Depends. Is the Pension stable, fully funded and conservatively managed? Is it safe!
You can compare your pension payout against a commercially available annuity to determine what it would cost to purchase the equivalent today (need to factor in abnormally low interest rates).
The lump sum calculation seems to be defined by the Pension Protection Act of 2006. Looks like to calculate the lump, the yield curve is broken up and the annuity payout discounted.
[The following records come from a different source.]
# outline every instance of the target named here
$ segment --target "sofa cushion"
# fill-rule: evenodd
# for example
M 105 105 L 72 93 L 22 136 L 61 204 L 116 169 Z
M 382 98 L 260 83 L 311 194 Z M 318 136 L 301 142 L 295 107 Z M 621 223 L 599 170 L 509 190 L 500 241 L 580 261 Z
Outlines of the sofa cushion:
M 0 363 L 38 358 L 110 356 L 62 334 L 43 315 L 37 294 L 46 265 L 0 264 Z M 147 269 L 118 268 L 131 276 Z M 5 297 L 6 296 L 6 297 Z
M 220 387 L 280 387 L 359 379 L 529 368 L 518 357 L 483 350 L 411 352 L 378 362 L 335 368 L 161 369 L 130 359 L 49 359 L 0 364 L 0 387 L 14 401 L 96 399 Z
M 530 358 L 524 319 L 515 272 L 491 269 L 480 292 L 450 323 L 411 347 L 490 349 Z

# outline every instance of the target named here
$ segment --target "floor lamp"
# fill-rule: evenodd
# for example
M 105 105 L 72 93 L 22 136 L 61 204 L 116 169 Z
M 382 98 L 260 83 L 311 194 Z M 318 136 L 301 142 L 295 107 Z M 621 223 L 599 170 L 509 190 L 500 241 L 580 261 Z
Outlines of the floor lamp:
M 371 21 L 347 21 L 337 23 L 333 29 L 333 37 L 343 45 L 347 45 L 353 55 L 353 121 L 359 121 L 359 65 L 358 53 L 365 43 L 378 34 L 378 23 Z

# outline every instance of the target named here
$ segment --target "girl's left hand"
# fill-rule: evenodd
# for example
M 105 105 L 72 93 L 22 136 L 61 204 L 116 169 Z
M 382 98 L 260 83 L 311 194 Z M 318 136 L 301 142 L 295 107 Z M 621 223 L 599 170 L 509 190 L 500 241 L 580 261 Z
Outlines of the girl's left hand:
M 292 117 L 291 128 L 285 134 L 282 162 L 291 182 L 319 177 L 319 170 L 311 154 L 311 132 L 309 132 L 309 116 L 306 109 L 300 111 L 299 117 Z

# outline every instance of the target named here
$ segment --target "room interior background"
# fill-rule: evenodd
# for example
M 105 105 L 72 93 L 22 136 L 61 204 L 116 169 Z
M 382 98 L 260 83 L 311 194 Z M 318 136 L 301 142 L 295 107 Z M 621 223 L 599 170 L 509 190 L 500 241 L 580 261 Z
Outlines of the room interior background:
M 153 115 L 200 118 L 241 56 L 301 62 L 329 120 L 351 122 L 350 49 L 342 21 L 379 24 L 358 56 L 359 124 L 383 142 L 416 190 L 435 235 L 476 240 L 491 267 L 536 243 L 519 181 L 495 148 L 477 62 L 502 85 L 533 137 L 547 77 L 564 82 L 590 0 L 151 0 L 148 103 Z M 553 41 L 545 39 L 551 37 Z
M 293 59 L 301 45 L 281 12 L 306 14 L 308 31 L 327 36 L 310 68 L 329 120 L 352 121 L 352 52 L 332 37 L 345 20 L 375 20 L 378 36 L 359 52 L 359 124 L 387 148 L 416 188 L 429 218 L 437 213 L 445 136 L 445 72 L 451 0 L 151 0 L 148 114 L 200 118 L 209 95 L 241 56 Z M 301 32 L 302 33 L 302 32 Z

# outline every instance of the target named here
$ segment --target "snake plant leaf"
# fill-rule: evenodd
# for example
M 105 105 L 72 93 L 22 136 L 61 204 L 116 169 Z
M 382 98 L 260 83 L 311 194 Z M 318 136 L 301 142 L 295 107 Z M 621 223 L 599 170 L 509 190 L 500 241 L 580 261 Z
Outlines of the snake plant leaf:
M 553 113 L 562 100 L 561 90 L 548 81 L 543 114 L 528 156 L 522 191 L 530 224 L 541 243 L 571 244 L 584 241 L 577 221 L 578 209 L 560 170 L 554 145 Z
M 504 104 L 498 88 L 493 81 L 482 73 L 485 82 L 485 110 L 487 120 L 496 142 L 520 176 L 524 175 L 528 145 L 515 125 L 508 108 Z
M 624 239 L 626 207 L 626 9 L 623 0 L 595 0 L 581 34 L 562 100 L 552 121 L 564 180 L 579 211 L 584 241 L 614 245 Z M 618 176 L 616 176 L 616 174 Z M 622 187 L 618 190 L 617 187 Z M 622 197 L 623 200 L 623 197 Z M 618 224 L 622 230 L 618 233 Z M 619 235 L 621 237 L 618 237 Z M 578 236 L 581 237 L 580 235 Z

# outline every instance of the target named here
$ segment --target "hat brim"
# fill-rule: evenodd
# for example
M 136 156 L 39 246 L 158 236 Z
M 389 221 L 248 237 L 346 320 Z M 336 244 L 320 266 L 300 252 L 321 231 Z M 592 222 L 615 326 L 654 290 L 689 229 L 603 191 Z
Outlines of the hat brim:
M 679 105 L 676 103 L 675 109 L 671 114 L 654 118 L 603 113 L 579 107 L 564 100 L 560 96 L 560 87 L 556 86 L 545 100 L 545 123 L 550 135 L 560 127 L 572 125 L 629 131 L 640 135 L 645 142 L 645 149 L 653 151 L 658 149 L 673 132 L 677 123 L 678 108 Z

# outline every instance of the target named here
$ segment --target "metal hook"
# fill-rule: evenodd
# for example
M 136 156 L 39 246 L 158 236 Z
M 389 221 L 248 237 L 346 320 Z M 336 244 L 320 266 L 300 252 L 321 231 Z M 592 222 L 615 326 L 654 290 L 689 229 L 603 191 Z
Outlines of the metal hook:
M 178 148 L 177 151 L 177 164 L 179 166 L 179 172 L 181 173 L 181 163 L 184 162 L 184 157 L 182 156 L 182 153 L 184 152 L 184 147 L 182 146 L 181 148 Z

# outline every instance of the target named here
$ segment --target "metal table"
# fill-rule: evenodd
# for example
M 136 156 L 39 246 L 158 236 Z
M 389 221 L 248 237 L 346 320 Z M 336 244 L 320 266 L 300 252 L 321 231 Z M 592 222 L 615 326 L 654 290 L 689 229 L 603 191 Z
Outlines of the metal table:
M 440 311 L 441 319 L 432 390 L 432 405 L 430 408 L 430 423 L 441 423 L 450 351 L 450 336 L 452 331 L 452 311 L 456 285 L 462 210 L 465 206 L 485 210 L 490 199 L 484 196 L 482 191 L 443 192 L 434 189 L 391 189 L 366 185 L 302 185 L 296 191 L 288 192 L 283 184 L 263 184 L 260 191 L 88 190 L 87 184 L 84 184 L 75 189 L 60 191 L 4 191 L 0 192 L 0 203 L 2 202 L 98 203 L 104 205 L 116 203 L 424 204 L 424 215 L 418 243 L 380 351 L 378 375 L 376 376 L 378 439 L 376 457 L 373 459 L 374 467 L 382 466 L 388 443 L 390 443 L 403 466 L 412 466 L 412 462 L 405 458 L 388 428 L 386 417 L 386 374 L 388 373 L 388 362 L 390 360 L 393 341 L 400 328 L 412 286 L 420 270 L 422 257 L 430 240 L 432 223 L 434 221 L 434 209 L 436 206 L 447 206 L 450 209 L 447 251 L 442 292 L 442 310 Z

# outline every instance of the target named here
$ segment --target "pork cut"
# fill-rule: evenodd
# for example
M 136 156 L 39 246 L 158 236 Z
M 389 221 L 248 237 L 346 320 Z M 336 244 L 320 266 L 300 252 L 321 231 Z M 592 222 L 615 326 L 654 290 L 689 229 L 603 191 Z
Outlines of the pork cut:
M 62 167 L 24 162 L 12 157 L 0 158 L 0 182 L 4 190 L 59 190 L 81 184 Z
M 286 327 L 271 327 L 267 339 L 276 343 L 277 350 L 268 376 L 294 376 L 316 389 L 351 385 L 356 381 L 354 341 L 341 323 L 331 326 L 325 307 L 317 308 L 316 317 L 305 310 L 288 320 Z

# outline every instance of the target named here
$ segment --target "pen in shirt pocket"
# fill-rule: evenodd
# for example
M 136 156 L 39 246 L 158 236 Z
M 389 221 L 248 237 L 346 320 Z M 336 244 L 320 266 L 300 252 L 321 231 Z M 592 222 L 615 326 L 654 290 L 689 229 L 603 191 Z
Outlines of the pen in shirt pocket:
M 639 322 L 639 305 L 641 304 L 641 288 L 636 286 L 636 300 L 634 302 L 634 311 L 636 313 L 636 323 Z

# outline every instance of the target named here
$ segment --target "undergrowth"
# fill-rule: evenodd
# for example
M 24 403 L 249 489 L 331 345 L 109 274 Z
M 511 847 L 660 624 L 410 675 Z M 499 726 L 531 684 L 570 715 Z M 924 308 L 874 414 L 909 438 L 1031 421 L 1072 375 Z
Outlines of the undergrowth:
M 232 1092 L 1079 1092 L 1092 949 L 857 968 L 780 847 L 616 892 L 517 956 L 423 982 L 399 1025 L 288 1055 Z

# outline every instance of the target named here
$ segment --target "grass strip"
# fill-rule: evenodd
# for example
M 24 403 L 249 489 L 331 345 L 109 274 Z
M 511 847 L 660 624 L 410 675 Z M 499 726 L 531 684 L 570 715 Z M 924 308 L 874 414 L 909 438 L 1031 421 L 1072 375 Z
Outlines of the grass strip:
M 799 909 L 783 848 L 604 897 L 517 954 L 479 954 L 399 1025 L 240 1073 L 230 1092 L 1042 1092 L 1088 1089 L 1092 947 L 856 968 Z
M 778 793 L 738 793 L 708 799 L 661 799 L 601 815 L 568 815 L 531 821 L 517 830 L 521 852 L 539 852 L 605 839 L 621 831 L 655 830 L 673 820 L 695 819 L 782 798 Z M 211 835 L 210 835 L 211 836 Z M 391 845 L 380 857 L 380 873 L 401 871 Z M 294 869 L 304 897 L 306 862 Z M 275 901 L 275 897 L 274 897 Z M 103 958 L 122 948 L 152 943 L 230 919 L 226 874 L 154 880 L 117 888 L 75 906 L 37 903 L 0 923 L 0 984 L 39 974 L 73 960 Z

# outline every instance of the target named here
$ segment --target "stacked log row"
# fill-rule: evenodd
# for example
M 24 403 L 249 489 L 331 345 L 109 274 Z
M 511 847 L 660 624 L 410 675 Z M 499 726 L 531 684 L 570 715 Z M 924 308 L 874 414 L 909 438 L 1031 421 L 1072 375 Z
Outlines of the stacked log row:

IRC §417(e) prescribes the interest rate and mortality table that plans must use to
determine the minimum present value of an annuity, and thus the minimum value of a
lump-sum distribution that a participant who elects to take a lump sum is entitled to
receive from the plan. Section 302 of the PPA amended IRC §417(e) to replace the
30-year Treasury bond interest rate with a corporate bond interest rate as the rate to be
used in this calculation.2 The PPA requires plans to use interest rates that will be derived
from a three-segment “yield curve” of investment-grade corporate bonds to determine the
minimum lump-sum value of an annuity.
IMO - Assuming one is healthy, the annuity would be my choice to cover longevity risk. But it all comes down to the detail and your options. The analysis is more complex than is apparent. You need to consider mortality, comparable investment returns (with a similar risk profile), etc. You are going to try to predict the future on several complex issues.